Too many to get answered in this post I think! Tax, Health, Education, Pension, will it be a new contract and therefore will she lose all her years spent with the company should there be any redundancies etc etc etc. Many of which Im hopeful will be answered by them at the meeting. 

So we were going to see what was said next week, then decide. But we were a little worried by an email that came yesterday regarding the relocation meeting. It said something along the lines of "Due to the tax savings (in my wifes salary) We (the company) should be able to go ahead with the relocation despite reaching our budget cap for this year." Which basically sounds like they have no money left and shes going to be told there will be minimum financial assistance because shes going to be earning more when there. Obviously we dont want to be worse off in either finances or healthcare. So we thought we'd try and get a basic list of things to know.

So firstly. Any thoughts on her being taxed as a "Non Resident" Is the Royal Decree (Beckham tax ) that they are dangling to ease (fund) her move still valid. As some of the info online is a bit ropey. And is it worth it? When you take into account the initial tax free amount here follwed by an average of the staggered tax she pays currently, it cant that far off the beckham flat rate & their no initial tax free amount. Unless Im doing it wrong? lol. Is there a calculation we can do to give us a definitive answer as to what gets taken out and whats shes left with so we can compare?

Obv Im not eligible. And I think Im right that property rental income from the UK can only be taxed by the country its in. So what happens to me? Ive tried to make sense of the Married Tax relief, but its left me a bit confused. Do partners of non resi tax get bolted on somewhere? 

As a house hubby (not paying in to Spanish system) of a non resi taxer. Am I right in saying I get no provision for healthcare? (and does she?) I have hyper tension and a kidney stone to contend with!  

I think thats enough of an Essay to start with!

Any and all advice very greatfully received! Anything we can take to the meeting to fight to get into the relocation package over what were losing here is a bonus.

Many thanks.

M


----------



## emeraldalp (Jan 29, 2014)

*Catalunya*

Well all I can say is you are lucky.
I have a summer house in Pals and from my experience on everthing you will love the area.


----------



## elisa31bcn (Jan 23, 2013)

The only thing i can comment on is that if your wife is here under contract, paying into the Spanish system, then you are eligible for health care as her dependant.


----------



## UK2Barcelona (Jan 29, 2014)

elisa31bcn said:


> The only thing i can comment on is that if your wife is here under contract, paying into the Spanish system, then you are eligible for health care as her dependant.

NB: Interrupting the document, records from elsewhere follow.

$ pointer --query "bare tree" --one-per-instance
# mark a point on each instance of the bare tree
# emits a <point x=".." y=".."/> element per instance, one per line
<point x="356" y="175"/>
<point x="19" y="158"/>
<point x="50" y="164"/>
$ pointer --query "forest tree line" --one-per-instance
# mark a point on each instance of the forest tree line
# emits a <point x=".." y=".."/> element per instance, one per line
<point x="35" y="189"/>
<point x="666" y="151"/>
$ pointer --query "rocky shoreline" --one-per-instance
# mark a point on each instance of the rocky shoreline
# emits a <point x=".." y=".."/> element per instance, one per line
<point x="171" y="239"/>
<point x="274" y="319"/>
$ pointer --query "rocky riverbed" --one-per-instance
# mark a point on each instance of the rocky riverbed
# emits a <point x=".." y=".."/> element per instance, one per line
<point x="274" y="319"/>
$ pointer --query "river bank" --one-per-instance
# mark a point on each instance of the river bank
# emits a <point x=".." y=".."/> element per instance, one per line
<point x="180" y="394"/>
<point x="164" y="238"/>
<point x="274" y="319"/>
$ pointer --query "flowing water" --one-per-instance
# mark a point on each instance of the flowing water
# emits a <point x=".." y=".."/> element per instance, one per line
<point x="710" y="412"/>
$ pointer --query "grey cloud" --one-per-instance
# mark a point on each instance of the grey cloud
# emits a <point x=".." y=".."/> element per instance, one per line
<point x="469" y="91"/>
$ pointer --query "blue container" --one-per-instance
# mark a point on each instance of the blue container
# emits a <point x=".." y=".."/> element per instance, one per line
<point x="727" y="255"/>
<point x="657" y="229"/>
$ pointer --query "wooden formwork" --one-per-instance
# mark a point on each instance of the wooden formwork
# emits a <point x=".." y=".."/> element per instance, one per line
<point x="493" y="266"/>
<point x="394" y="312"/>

Ok, well thanks for that bit of news. We'd read that if youre out of work you either still pay or you get nothing.  So we werent sure if she was still paying into the Spanish Health System when paying non residents tax? I wonder if this also include the Spanish pension system (Where the employer has to also pay 25% of the salary in) when paying non resdients tax?

Cheers


----------



## gus-lopez (Jan 4, 2010)

She can't be forced to relocate & therefore the years/benefits from UK should still count.You need to get this in writing as to who is paying the redundancy if it all goes pear shaped. i.e. it would be down to the Spanish arm to be paying redundancy but there is always the possibility that they will 'have no money' ; therefore I'd want it written in that in that eventuality the payments due would revert to the UK arm . & another position !!

I'd want them paying the rent for a defined period as well due to the fact that at the moment you are paying, I assume a mortgage, & will have the added expense of rent .Which isn't your problem as they want her to move.
You'll be classed as a resident as well & although paying tax on your rented properties in the UK you will also have to decalare here & it will be offset against any ( unlikely) Spanish tax. Additionally you'll have to declare for the '720' which is all assets with a value over 50k held outside of Spain. I.e. the rented houses , etc.

I think the 'Beckaham law' & being a non-resident would only apply if the transfer was for a fixed period but in your wife's case it would appear to be a permanent relocation . Therefore she & you , would be required to become residents after 90 days.


----------